Unlike the cacophony and crowds that can often greet patrons at New York’s larger, more populated museums, The Frick offers a refuge from the anxieties of urban life not unlike one of those Gilded Age Newport “summer cottages.”
“We like to think of ourselves as a contemplative museum,” says one staff member, a sentiment that beautifully captures the sense of relief that one feels upon crossing the threshold of the Reception Hall, where the hush is complemented by the salutary sounds of water from the fountains in the Garden Court.
Set back from Fifth Avenue, with a proper front lawn and elevated garden, the Frick was originally designed by Carrère and Hastings in 1913-14. After Henry Clay Frick’s death, the mansion underwent a brilliant transformation by architect John Russell Pope before the mansion opened to the public as a museum in 1935.
Guided by the mandarin aesthetics of the discerning art dealer Joseph Duveen, Frick, who had a remarkable eye for acquisition, amassed a superlative art collection, leaving 137 paintings to the Collection upon his death.
Apart from the Collection’s three Vermeers (out of a world total of a possible 37) as well as superb examples of Old Master and 19th-century paintings, the Frick also houses French, Italian, and English furniture, Limoges enamels, Sèvres and Chinese porcelains, clocks and carpets. The Frick’s recent blockbuster exhibition Vermeer, Rembranct, and Hals was the most popular in the museum’s history and annual attendance has exceeded 300,000.

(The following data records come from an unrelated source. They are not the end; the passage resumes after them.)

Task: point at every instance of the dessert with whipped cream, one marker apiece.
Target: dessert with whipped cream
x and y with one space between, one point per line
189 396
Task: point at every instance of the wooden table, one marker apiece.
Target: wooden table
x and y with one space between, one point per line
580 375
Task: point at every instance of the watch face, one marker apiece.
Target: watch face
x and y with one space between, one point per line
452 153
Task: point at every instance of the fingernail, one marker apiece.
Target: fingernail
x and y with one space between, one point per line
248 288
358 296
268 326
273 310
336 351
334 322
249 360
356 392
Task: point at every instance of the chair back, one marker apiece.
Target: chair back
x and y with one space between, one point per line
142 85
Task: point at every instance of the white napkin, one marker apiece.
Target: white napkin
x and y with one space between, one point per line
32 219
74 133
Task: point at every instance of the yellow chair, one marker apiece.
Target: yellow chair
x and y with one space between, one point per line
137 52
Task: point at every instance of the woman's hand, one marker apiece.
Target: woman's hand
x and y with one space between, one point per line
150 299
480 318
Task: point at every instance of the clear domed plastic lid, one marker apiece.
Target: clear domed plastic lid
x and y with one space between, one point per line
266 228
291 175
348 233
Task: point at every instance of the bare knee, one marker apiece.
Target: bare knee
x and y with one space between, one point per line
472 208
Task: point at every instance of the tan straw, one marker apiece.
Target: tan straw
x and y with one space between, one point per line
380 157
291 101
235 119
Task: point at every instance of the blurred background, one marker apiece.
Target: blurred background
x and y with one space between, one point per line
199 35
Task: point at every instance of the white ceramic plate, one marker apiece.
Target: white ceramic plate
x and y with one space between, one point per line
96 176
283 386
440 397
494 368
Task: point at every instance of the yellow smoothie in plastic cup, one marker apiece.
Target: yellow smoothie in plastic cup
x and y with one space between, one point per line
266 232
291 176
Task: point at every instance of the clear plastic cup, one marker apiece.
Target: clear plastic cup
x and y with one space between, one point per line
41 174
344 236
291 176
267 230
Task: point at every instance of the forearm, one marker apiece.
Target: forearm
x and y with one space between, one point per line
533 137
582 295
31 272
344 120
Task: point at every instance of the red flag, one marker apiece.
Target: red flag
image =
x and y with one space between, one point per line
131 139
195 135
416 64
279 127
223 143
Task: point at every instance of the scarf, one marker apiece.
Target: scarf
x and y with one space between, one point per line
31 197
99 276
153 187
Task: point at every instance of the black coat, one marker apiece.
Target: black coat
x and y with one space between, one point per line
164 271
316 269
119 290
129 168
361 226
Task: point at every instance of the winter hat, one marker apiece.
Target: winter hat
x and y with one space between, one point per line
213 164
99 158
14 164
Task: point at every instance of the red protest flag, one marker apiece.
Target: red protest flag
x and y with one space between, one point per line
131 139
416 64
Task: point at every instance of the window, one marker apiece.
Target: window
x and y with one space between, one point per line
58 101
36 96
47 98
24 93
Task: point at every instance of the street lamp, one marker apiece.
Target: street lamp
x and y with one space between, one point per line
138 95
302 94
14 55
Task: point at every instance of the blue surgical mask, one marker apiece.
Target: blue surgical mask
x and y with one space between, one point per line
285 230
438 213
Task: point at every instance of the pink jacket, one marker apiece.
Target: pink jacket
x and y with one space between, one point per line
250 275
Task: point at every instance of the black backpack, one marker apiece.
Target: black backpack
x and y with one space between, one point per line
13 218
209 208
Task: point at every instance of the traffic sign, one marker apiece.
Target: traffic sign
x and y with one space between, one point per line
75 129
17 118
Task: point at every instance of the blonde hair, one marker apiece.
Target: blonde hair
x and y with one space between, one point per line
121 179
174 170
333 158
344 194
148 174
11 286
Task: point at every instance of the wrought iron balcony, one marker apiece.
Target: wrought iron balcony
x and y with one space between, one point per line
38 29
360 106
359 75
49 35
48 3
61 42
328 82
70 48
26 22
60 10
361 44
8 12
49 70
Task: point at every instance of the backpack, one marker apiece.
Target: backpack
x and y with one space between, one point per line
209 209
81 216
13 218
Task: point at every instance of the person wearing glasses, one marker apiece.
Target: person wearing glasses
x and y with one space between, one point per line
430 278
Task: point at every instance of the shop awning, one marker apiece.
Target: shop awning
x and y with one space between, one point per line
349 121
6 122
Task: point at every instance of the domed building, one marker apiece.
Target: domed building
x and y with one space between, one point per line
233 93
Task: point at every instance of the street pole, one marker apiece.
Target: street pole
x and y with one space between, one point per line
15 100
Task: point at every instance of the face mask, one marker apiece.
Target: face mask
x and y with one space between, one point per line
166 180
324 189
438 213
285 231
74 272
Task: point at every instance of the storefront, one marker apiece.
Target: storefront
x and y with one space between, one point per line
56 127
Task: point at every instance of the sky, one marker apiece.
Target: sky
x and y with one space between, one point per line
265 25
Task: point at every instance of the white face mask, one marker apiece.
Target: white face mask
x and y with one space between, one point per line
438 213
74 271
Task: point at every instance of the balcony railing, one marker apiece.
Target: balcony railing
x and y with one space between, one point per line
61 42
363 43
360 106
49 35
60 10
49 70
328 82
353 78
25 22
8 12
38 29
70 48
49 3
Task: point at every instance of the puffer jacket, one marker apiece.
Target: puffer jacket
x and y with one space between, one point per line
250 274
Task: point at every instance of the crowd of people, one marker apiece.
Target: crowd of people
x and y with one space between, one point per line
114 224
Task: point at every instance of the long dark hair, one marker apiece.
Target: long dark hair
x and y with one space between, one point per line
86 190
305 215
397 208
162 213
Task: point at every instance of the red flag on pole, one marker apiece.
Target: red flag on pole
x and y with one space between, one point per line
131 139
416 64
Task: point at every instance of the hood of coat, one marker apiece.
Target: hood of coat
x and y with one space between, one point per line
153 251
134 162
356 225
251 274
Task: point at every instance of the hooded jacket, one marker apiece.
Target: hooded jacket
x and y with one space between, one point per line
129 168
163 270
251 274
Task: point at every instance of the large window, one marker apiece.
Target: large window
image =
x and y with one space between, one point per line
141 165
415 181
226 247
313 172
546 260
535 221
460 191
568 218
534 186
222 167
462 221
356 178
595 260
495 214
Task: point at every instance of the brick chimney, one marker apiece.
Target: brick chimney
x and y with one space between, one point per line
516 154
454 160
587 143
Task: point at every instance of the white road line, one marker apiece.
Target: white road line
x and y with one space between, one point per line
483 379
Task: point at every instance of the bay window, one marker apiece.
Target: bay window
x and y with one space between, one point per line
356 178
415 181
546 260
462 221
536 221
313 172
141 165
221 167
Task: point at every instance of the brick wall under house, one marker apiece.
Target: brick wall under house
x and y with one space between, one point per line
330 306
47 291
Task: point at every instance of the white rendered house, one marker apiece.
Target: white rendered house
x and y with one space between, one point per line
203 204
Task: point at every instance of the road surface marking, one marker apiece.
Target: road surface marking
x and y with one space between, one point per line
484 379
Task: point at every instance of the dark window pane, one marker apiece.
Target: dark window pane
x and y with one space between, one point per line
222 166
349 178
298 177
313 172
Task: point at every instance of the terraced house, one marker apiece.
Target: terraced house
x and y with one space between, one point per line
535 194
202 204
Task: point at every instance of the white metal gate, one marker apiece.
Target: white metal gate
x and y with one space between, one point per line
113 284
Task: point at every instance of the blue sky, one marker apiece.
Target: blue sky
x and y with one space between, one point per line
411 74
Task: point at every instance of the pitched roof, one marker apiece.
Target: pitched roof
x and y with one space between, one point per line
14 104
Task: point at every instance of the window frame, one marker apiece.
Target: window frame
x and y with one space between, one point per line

This season, the Frick highlights its masterworks by El Greco with two exhibitions in commemoration of the 400th anniversary of El Greco’s death. The Collection’s three paintings by El Greco include St. Jerome, which will be presented for the first time alongside Purification of the Temple and Vincenzo Anastagi.
Currently on display in the Frick’s Portico Gallery is an exhibition of late 18th-century sculptures by Houdon and Clodion. In November, ten masterpieces from the Scottish National Gallery in Edinburgh will be on view at the Frick, including a 15th-century work by Botticelli making its debut in the United States.
Many who frequent the Frick come to pay their respects to Ingres’s Comtesse d’Haussonville. One of the Collection’s most famous paintings, Ingres’s masterpiece of the young countess and granddaughter of Madame de Staël was purchased not by Frick, but by the Trustees in 1927 after Frick’s death. Currently, the Countess stands watch in the North Hall gazing out toward the Garden Court.
Upon completion of the Frick’s proposed new addition, the mansion’s Grand Staircase will open to the public for the first time. Visitors will be able to ascend the imposing stone staircase to the suite of second-floor rooms that were once the private living quarters of the Frick family. The Countess will be happy to welcome you.